ガートナーは、AIおよび分析プロジェクトの開発に使用されるデータの60%が2024年までに合成生成されると予測しています。しかし、業界が前進する一方で、合成データの欠点や潜在的な危険性が無視されているのではないかと懸念する専門家もいます。

合成
画像クレジット: Synthetaic

アリゾナ州立大学の研究者たちは、2020年1月の研究で、教授画像のデータセットで学習させたAIシステムが、非常にリアルな顔を生成することを示しました。ただし、その顔はほとんどが白人男性のものでした。このシステムは、予想通り、主に白人男性の教授を捉えていた元のデータセットのバイアスを増幅させてしまいました。

ちなみに、Synthetaic の顧客はリスクを恐れて逃げ出したわけではありません。

このスタートアップ企業は、米国空軍と協力して地理空間データにおけるAIを活用した物体検出の試験を行ったほか、非営利環境団体であるザ・ネイチャー・コンサーバンシーと協力して、絶滅したと考えられていた鳥類の種を特定したと主張している。また、Synthetaicは空軍研究所であるAFWERXと契約を結び、衛星画像における物体ラベル付け、AIモデリング、物体検出のための技術を開発している。

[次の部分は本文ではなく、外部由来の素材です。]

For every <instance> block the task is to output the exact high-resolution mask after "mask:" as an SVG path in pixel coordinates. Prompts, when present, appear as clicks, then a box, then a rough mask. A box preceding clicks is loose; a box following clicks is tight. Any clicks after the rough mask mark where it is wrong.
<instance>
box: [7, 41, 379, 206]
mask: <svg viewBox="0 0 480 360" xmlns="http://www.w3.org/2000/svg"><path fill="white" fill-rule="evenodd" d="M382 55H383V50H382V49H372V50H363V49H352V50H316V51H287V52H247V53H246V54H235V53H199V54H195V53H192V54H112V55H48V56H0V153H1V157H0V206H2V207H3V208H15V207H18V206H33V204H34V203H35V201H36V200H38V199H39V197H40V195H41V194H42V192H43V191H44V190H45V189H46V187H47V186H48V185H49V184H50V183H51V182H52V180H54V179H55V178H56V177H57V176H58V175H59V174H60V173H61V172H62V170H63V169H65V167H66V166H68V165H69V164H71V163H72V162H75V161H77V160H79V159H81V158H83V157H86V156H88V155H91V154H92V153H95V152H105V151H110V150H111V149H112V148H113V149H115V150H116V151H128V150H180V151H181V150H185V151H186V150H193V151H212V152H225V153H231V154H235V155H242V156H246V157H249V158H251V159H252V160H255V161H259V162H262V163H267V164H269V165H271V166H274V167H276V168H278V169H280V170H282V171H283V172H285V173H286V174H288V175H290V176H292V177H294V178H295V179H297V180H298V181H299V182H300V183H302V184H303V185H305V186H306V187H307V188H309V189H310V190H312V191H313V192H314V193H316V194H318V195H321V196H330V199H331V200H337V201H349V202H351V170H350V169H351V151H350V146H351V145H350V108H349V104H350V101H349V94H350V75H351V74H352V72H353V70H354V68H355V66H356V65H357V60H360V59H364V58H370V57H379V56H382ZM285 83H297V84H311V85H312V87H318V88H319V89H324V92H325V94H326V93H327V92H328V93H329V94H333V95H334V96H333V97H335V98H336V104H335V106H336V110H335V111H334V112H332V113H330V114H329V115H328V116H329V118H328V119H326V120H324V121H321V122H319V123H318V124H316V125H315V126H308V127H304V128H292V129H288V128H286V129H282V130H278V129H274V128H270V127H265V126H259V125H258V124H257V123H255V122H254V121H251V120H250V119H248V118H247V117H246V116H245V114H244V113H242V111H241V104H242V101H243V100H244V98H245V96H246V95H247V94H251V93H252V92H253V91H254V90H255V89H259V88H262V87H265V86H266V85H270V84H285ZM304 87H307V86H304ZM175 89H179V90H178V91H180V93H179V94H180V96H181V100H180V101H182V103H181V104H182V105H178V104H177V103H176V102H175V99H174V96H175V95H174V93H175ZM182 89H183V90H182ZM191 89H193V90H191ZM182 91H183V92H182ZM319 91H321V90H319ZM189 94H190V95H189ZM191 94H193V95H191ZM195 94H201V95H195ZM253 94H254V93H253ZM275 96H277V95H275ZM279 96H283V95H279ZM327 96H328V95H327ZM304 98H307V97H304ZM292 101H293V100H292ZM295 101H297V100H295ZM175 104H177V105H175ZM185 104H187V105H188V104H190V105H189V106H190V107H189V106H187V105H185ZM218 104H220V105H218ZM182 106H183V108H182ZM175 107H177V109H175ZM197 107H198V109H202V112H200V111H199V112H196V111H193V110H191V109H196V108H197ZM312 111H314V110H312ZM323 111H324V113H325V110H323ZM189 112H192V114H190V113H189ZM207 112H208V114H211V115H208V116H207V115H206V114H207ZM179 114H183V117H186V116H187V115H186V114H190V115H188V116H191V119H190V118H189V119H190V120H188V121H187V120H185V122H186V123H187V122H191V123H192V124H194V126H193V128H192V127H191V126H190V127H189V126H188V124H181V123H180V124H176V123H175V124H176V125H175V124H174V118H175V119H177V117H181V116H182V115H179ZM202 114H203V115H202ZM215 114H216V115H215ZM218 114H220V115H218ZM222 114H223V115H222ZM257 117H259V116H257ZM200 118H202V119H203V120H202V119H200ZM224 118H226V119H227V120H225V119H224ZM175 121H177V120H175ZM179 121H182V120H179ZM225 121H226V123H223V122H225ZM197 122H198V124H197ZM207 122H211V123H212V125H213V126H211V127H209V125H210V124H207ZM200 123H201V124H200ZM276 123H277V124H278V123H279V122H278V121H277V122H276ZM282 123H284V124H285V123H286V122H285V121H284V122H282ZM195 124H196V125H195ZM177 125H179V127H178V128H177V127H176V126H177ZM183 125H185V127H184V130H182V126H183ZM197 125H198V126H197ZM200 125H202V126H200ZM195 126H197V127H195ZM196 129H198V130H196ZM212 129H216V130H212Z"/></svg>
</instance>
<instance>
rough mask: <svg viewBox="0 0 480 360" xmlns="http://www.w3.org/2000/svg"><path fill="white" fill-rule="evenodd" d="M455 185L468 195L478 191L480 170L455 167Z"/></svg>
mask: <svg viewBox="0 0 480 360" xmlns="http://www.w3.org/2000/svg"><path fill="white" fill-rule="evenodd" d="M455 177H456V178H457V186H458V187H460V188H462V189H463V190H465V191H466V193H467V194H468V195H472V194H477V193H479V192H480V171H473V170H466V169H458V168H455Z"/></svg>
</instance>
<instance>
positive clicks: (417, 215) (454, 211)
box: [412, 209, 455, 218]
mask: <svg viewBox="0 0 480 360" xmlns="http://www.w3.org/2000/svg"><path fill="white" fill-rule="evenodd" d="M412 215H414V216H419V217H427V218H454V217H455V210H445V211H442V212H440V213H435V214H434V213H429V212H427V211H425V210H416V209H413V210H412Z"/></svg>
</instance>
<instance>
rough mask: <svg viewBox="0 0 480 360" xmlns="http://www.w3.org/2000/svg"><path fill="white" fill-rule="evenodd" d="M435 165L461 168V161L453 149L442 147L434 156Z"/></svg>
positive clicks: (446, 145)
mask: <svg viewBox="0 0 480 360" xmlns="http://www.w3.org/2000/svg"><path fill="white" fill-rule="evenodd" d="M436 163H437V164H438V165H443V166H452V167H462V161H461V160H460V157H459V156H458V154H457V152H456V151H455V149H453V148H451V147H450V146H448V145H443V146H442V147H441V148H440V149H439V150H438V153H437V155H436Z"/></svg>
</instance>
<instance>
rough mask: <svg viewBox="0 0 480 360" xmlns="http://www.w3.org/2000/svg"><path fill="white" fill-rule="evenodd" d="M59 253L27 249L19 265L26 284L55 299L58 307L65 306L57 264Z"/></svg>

ヤスコルスキー氏は、  RAICはAIプロトタイピングからドローンによる監視やコンテンツモデレーションまで、無数の分野に応用できると考えています。CNNと共同でガザの戦争映像を分析したり、Planet Labsと提携して地球画像データに基づく分析ツールを販売したりしているシンセタイク社の事例を挙げ、同社の事業はテクノロジー業界の低迷、そしてより広範なマクロ経済の逆風にも耐えうると断言します。

「Synthetaicのテクノロジーは、AIモデルのトレーニングと作成に革新的なアプローチを提供し、技術意思決定者の重要なニーズに対応します」とJaskolski氏は述べています。「経営幹部にとって、SynthetaicのRAICは、データの量や質の制約を受けることなく、希少または複雑なデータセットを処理でき、AI開発を加速し、予測モデリングを向上させることを意味します。これにより、RAICは、特にデータがAIの導入と実装のボトルネックとなっているユースケースにおいて、イノベーション、業務効率、競争優位性を推進するための戦略的資産として位置付けられます。」